Vingt-cinq personnes se sont retrouvées au restaurant thai-vietnamien situé à quelques encablures du cimetière d'Ixelles. La bonne humeur et l'enthousiasme étaient évidemment une nouvelle fois de mise au cours du dîner d'après réunion. Merci à toutes et à tous d'être venus et, particulièrement, au nombreuses nouvelles têtes (particulièrement aux compagnons cyclistes de Thierry et aux personnes qu'il a rencontrées au Semeru, c'est-à-dire les courageux Jean-Michel Mestdagh et son épouse qui, résidant dans la région de Tournai, ont fait le déplacement jusqu'à Bruxelles (110 km svp !) à l'occasion de cette belle réunion. 
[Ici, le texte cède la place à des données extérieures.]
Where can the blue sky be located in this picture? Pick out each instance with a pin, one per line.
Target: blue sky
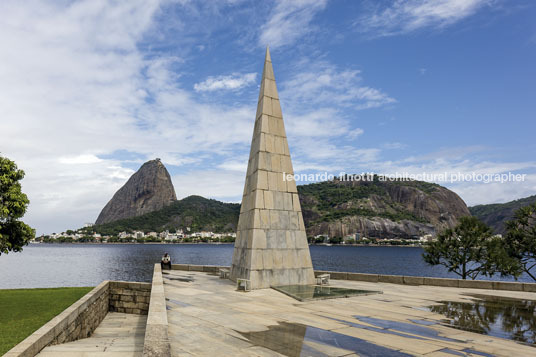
(92, 89)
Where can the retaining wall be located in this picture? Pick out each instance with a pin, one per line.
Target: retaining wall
(419, 280)
(394, 279)
(82, 318)
(129, 297)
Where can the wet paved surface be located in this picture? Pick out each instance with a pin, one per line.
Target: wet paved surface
(208, 317)
(118, 335)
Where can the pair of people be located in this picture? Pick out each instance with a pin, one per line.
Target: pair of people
(166, 261)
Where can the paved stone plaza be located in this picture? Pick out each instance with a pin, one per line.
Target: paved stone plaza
(208, 317)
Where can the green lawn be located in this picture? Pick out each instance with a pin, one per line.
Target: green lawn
(22, 311)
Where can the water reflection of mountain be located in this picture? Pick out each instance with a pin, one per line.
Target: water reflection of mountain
(493, 315)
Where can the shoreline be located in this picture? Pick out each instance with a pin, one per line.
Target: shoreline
(215, 243)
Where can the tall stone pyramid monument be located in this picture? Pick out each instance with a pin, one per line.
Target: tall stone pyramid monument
(271, 245)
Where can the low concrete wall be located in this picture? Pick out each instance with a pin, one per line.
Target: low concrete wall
(77, 321)
(419, 280)
(191, 267)
(130, 297)
(82, 318)
(156, 341)
(394, 279)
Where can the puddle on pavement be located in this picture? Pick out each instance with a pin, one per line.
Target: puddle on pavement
(317, 292)
(293, 340)
(186, 279)
(496, 316)
(176, 302)
(403, 329)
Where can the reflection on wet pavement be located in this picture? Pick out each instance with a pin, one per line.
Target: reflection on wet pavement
(492, 315)
(185, 279)
(317, 292)
(389, 325)
(293, 340)
(176, 302)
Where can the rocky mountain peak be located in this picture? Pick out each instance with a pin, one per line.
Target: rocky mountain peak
(148, 190)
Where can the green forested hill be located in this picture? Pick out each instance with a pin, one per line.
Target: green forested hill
(384, 209)
(196, 212)
(497, 214)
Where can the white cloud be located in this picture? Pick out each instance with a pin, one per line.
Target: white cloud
(324, 84)
(289, 21)
(76, 87)
(405, 16)
(80, 159)
(234, 81)
(352, 134)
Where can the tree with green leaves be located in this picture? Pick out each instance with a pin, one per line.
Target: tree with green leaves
(465, 250)
(520, 239)
(14, 233)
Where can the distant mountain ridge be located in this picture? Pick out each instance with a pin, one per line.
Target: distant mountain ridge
(400, 209)
(194, 212)
(497, 214)
(379, 208)
(148, 190)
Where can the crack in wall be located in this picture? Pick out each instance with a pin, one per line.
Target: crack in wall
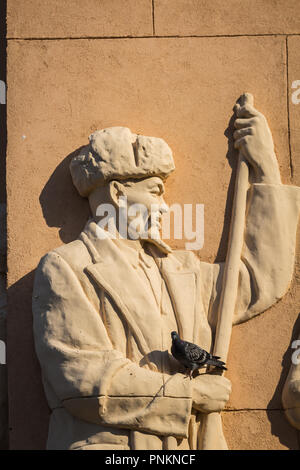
(154, 36)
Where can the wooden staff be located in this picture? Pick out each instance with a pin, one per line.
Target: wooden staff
(212, 434)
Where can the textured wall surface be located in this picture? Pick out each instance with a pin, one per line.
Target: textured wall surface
(171, 69)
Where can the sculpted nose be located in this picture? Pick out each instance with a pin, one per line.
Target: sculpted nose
(163, 208)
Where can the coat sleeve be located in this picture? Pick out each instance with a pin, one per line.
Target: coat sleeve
(90, 378)
(267, 259)
(291, 389)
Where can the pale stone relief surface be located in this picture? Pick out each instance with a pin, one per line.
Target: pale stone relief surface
(291, 390)
(104, 307)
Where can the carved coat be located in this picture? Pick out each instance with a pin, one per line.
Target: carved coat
(102, 327)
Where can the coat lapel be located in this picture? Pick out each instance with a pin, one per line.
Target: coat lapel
(112, 272)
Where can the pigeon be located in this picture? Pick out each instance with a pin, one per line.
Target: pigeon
(193, 357)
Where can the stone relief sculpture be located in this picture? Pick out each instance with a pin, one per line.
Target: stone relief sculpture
(104, 306)
(291, 391)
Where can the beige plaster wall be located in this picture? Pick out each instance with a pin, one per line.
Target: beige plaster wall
(74, 67)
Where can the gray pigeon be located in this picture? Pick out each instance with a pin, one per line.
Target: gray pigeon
(193, 357)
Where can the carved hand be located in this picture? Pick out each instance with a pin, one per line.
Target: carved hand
(254, 139)
(210, 392)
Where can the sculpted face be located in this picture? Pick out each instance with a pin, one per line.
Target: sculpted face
(145, 206)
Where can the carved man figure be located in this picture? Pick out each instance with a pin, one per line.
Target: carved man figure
(291, 389)
(104, 307)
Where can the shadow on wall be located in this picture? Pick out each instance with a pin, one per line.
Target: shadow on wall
(28, 409)
(276, 420)
(61, 204)
(29, 413)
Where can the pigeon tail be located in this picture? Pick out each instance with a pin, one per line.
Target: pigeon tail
(214, 361)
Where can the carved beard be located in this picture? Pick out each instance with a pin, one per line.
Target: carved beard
(152, 236)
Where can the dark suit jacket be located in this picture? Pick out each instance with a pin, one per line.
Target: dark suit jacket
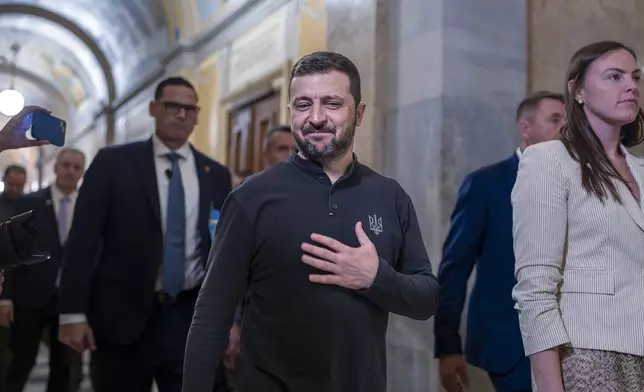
(115, 246)
(34, 286)
(481, 234)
Voir quelques photos en page d'accueil !


9 décembre: Thierry Sluys a présenté deux superbes films qui retracent ses séjours sur l'Etna au début et à la fin du mois de novembre. En cette fin novembre 2006, l'activité du géant sicilien était particulièrement spectaculaire et variée, Notamment, son cône le plus actif, le SE, a libéré trois coulées pyroclastiques, évènements exceptionnels sur ce volcan.  En complément de son matériel, Thierry Sluys a projeté un film vidéo intitulé: " Je parle aux volcans", réalisé par un volcanophile suisse, Régis ETIENNE. Ce film vidéo est subdivisé en 4 parties : Etna , Dallol, Erta Ale, Lengai. Nous le remercions évidemment de son aimable collaboration !
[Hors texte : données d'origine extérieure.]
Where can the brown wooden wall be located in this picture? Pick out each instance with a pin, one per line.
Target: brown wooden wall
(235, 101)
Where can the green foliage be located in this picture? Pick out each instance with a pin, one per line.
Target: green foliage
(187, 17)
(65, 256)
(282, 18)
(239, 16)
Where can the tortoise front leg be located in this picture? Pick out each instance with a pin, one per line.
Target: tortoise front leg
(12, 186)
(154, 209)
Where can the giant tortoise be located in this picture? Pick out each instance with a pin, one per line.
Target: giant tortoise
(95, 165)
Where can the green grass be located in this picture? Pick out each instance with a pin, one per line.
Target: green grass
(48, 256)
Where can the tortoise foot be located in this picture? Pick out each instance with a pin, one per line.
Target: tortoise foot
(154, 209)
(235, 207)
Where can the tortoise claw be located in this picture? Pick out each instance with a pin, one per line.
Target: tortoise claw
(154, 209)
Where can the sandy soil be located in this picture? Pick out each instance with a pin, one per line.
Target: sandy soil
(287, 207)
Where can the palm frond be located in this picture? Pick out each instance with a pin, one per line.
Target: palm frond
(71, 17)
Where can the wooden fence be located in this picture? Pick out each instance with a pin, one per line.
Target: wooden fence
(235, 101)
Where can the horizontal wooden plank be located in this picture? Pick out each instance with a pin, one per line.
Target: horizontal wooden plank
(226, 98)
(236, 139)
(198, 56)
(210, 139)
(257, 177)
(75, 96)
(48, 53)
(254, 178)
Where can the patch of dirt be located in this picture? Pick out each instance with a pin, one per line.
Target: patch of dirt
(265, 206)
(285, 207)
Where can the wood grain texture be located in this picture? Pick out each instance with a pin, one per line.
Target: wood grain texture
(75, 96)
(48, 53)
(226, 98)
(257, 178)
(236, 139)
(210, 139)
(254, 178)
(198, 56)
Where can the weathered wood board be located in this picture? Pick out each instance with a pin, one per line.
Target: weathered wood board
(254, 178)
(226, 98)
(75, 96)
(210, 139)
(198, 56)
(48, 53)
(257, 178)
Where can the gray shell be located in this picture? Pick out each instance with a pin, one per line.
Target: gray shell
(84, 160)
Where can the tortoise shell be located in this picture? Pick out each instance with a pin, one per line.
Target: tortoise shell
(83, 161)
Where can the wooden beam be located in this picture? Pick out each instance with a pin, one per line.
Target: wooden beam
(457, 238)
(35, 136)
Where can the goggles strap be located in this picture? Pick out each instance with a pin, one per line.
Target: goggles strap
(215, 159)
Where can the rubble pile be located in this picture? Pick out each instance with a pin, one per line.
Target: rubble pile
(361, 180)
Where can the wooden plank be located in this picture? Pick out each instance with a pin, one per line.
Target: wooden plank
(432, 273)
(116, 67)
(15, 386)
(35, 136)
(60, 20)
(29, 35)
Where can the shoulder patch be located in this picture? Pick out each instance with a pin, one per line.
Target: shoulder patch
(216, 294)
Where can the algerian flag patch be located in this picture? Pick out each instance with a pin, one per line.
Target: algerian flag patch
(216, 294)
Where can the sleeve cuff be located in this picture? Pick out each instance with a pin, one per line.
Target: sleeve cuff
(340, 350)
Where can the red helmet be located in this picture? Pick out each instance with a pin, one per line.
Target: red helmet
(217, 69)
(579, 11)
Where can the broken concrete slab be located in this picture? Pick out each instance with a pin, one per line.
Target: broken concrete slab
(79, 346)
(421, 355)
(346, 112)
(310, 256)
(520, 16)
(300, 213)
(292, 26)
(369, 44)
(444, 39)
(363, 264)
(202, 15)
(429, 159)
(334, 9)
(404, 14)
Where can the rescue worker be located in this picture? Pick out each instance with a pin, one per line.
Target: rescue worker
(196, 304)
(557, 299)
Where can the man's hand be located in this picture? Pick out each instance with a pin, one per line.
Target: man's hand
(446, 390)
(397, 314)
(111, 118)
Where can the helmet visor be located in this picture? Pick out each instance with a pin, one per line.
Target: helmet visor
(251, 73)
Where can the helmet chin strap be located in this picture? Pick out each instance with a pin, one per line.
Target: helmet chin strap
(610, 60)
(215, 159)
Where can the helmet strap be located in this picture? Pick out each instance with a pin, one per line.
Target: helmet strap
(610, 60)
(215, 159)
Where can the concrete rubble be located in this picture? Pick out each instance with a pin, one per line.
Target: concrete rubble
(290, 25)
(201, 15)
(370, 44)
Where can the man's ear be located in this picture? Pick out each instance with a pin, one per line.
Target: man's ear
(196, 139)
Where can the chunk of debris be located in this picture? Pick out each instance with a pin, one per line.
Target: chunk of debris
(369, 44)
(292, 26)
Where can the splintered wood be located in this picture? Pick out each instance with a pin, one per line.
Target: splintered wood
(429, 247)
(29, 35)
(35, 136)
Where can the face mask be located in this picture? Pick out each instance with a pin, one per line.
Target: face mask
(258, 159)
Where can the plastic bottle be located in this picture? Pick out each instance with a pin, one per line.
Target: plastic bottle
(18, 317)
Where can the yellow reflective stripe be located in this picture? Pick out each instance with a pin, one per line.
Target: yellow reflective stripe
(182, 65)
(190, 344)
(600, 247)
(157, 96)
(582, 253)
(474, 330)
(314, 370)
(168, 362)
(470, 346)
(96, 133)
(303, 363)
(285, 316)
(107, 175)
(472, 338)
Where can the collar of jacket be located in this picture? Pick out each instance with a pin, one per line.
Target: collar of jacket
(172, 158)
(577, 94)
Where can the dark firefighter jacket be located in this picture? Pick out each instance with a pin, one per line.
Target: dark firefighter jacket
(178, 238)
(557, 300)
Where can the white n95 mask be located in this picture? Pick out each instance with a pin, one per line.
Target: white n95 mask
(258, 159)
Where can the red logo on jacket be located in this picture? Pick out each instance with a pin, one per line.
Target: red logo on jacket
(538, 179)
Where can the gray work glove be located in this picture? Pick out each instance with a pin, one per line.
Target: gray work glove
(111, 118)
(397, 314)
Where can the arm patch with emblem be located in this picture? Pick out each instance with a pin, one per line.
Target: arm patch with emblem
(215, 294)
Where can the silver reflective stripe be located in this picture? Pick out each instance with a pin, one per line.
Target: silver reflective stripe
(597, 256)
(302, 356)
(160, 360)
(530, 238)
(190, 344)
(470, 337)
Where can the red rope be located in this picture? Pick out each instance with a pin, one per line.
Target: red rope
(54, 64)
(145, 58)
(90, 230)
Thierry, Bernard, Claude, Juan & Robin et le cône SE
Cliquez pour visionner les photos de Luc Calvi (fin novembre)

Evolution possible du dynamisme éruptif de l'Etna (vers un type plus explosif) < "Letters to Nature/Natue/Vol 412/30/08/2001"
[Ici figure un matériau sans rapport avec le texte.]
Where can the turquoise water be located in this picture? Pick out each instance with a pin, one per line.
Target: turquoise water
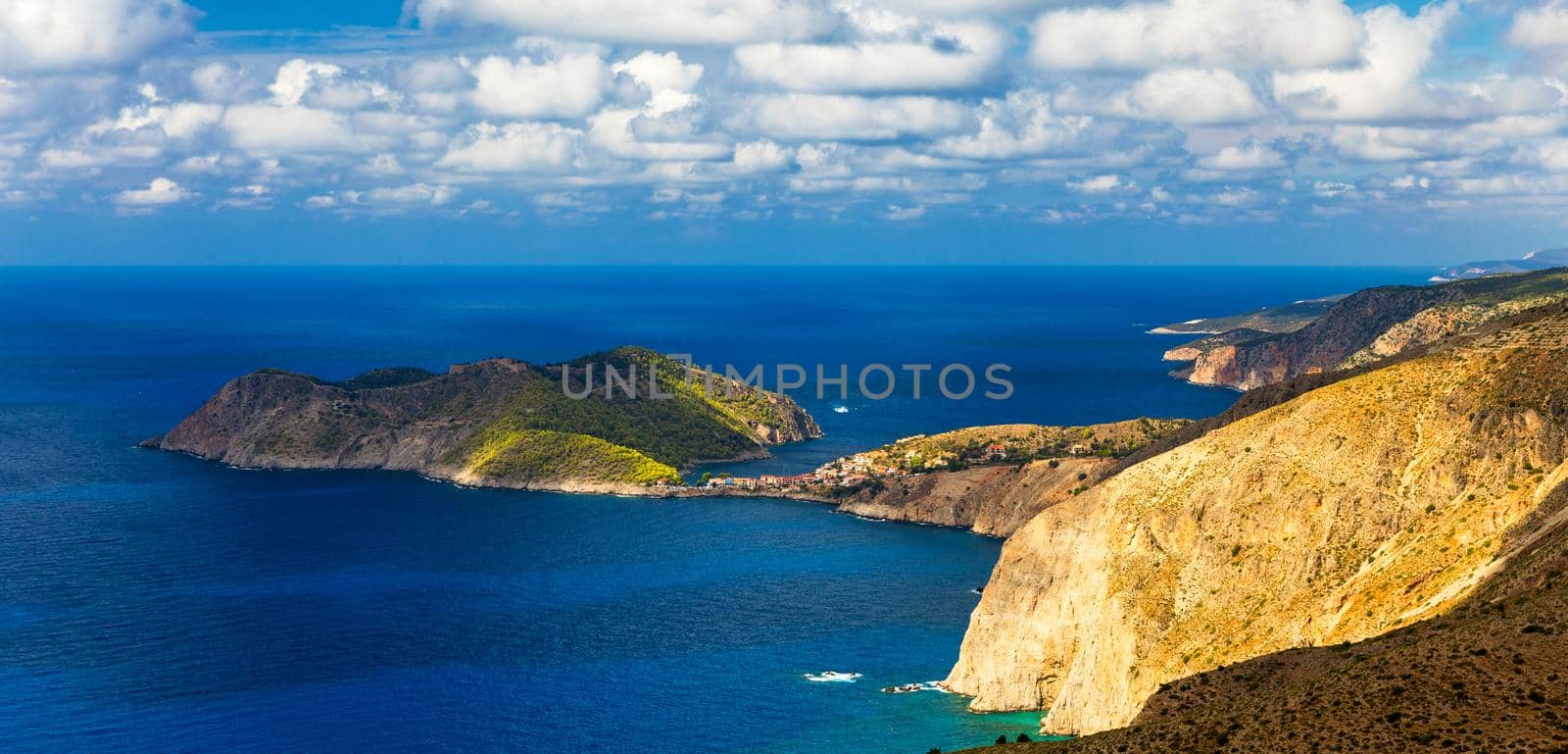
(153, 602)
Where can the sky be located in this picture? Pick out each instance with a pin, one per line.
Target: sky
(781, 130)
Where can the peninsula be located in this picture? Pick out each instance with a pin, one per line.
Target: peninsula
(1358, 329)
(498, 424)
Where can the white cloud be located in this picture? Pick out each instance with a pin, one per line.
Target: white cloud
(217, 81)
(1244, 157)
(297, 77)
(901, 214)
(665, 77)
(85, 33)
(835, 117)
(1102, 183)
(1388, 86)
(1181, 96)
(1397, 143)
(157, 193)
(13, 97)
(176, 121)
(760, 157)
(1209, 33)
(637, 21)
(514, 148)
(569, 85)
(951, 55)
(1019, 125)
(1541, 28)
(410, 195)
(284, 128)
(1194, 96)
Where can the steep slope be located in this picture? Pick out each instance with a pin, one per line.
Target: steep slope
(1489, 676)
(1539, 259)
(1277, 319)
(1040, 466)
(990, 500)
(498, 422)
(1374, 324)
(1340, 515)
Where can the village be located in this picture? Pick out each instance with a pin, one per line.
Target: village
(880, 465)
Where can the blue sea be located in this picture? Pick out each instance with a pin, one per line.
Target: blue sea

Transition of Mount Etna lavas from a mantle-plume to an island-arc magmatic source

Transition des laves du Mt Etna d'une source magmatique de panache mantélique à une source magmatique d'arc insulaire (contexte de subduction)

Pierre Schiano , Roberto Clocchiattlt, Luisa Ottolini & Tiziana Busa
Laboratoire "Magmas et Volcans", Université Blaise Pascal, CNRS UMR SSiC OPGC, 5 rue Kessler, 63038 Clermont-Ferrand, France Laboratoire Pierre Sue, CEA CNRS UMR 9956, Centre d'Etude Nudeaireck Saclay, 91191 Gif-sur-Yvette, France
Centro di Studio per la Cristallochimica e la Cristallografia-CNR, via Ferrata 1, 1-27100 Pavia, Italy
Dipartimento di Scienze Geologiche, Universita di Catania, Corso Italia 55, 1-95129 Catania, Italy

Le Mont Etna se situe à proximité de la frontière entre deux régions qui présentent des différences significatives au niveau du type de volcanisme. Au nord, le volcanisme des Iles Eoliennes est présumé être associé à la subduction de la lithosphère Ionienne. Sur la grande île de Sicile, toutefois, aucune évidence chimique ou sismologique de volcanisme de subduction n’existe, et, donc, on pense que le volcanisme, incluant le Mt Etna lui-même, est issu de la remontée d’un matériau mantélique, associée à différents processus tectoniques superficiels. Mais l’absence d’évidence géologique eu égard à la composition primaire du magma du Mt Etna signifie que les caractéristiques de sa source restent controversées. Dans cette étude, nous avons analysé la composition des éléments en traces d’une série de laves émises par le Mt Etna sur les 500.000 derniers ans et préservées comme inclusions fluides dans des phénocristaux d’olivine. Nous montrons que le changement de composition dans les magmas primaires du Mt Etna reflète une transition progressive à partir d’un panache mantélique prédominant à un manteau avec une plus grande contribution de basaltes d’arc insulaire (liés à la subduction). Nous suggérons que celui-ci est associé avec le déplacement vers le sud de la plaque ionienne, qui a été juxtaposée avec un panache mantélique sous la Sicile. Ceci implique que le volcanisme du Mt Etna est devenu plus calco-alcalin, et donc plus explosif, pendant son évolution.

Traduction de l'anglais par Alain M.